In an economic time when budgets are tighter than ever, Campbell County’s school system received some good news last week.
The system will be getting an influx of nearly $1.7 million into its budget.
The Title I funding is being made available through stimulus money provided by the American Recovery and Reinvestment Act (ARRA).
The allocations are being made in an effort to help districts improve teaching and learning for students most at risk of failing to meet state and academic achievement standards.
The ARRA Title I dollars represent significant funding for schools that have high concentrations of students from families that live in poverty in order to help improve teaching and learning.
While Dr. Karen Bundren, federal programs director for the county, said any money received by the system is a welcome addition to the budget, the ARRA money is not without its share of red tape.
“There are lots of strings attached to the money,” Bundren explained.
According to Bundren, one of the stipulations of receiving the stimulus money applies to the way the money is distributed throughout the school system.

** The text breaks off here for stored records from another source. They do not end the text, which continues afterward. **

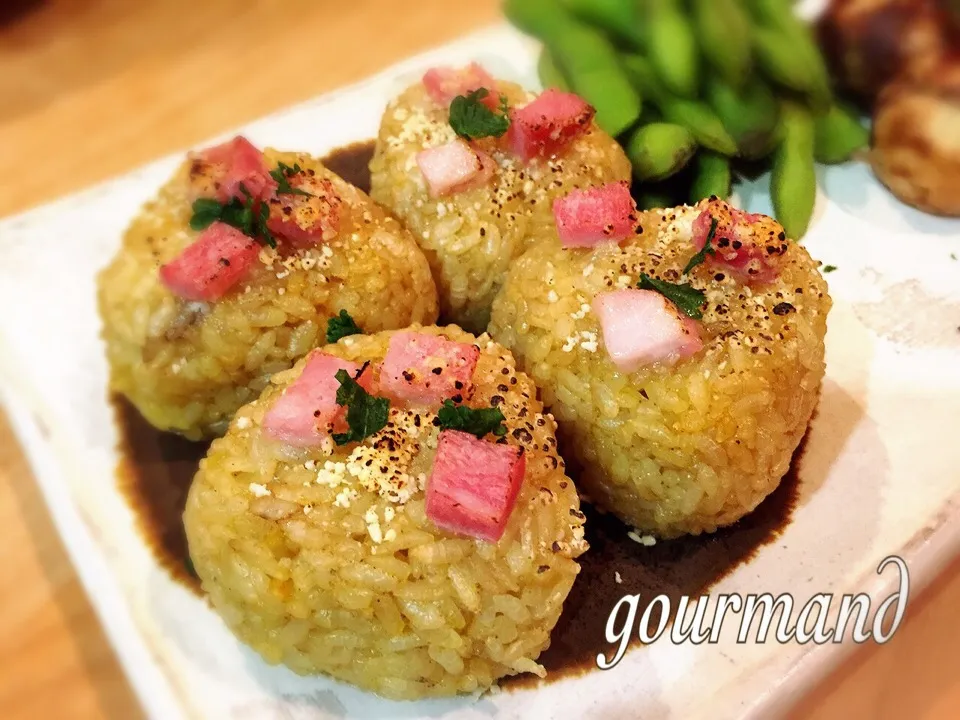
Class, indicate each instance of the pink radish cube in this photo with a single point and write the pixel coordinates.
(445, 83)
(474, 485)
(747, 245)
(305, 220)
(307, 411)
(454, 167)
(601, 214)
(222, 169)
(427, 369)
(548, 124)
(642, 327)
(211, 265)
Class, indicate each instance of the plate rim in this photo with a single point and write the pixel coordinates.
(930, 550)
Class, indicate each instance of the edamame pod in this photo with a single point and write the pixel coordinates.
(793, 182)
(619, 18)
(778, 16)
(749, 115)
(723, 29)
(838, 133)
(549, 73)
(659, 150)
(711, 176)
(589, 60)
(672, 46)
(708, 130)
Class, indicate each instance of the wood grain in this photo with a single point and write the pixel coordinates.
(90, 89)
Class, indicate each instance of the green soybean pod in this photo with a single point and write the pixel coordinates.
(711, 176)
(838, 133)
(707, 128)
(642, 75)
(589, 60)
(723, 29)
(702, 122)
(779, 16)
(659, 150)
(780, 61)
(749, 115)
(619, 18)
(549, 73)
(793, 181)
(672, 46)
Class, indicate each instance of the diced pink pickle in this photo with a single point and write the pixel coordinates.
(445, 83)
(642, 327)
(454, 167)
(747, 245)
(303, 220)
(211, 265)
(595, 215)
(307, 411)
(547, 125)
(474, 485)
(222, 169)
(427, 369)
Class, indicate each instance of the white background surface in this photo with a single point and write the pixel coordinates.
(881, 473)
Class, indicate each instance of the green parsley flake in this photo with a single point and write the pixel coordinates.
(282, 174)
(366, 414)
(477, 422)
(686, 297)
(340, 326)
(238, 213)
(701, 257)
(472, 120)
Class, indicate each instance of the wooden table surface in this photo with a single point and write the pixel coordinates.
(90, 89)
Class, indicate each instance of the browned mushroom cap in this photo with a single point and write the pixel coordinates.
(916, 139)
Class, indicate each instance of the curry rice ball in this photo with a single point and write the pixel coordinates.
(678, 425)
(475, 207)
(421, 560)
(196, 321)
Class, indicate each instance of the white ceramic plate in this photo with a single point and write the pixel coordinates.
(880, 474)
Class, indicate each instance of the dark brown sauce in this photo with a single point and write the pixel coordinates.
(154, 474)
(352, 163)
(156, 469)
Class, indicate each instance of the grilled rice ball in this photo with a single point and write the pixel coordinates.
(471, 237)
(188, 365)
(325, 559)
(673, 448)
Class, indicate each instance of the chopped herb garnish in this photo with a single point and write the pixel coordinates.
(701, 257)
(477, 422)
(472, 120)
(366, 414)
(238, 213)
(205, 212)
(282, 174)
(340, 326)
(684, 296)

“The school with the highest level of poverty must receive the most money per pupil. Because the money is designated specifically for Title I schools none of the money can be used at Jacksboro Middle School or Campbell County High School,” Bundren said of the “spiral” approach of funding that allows the level of poverty in each school determine how much money it will receive in per pupil funding.
The federal programs director explained possible uses of the funds could include after school and summer school programs as well as staff development opportunities for the county’s Title I schools.
“We have to spend the money just like they tell us we can,” Bundren said elaborating on the stringent requirements that will accompany the generous sum of money.
Despite the potential for difficulty in making the spiral type funding work the most efficiently, Bundren said there is no question that the money will be put to good use.
“We will make sure the children of Campbell County get the most academic benefit they can from it,” Bundren concluded.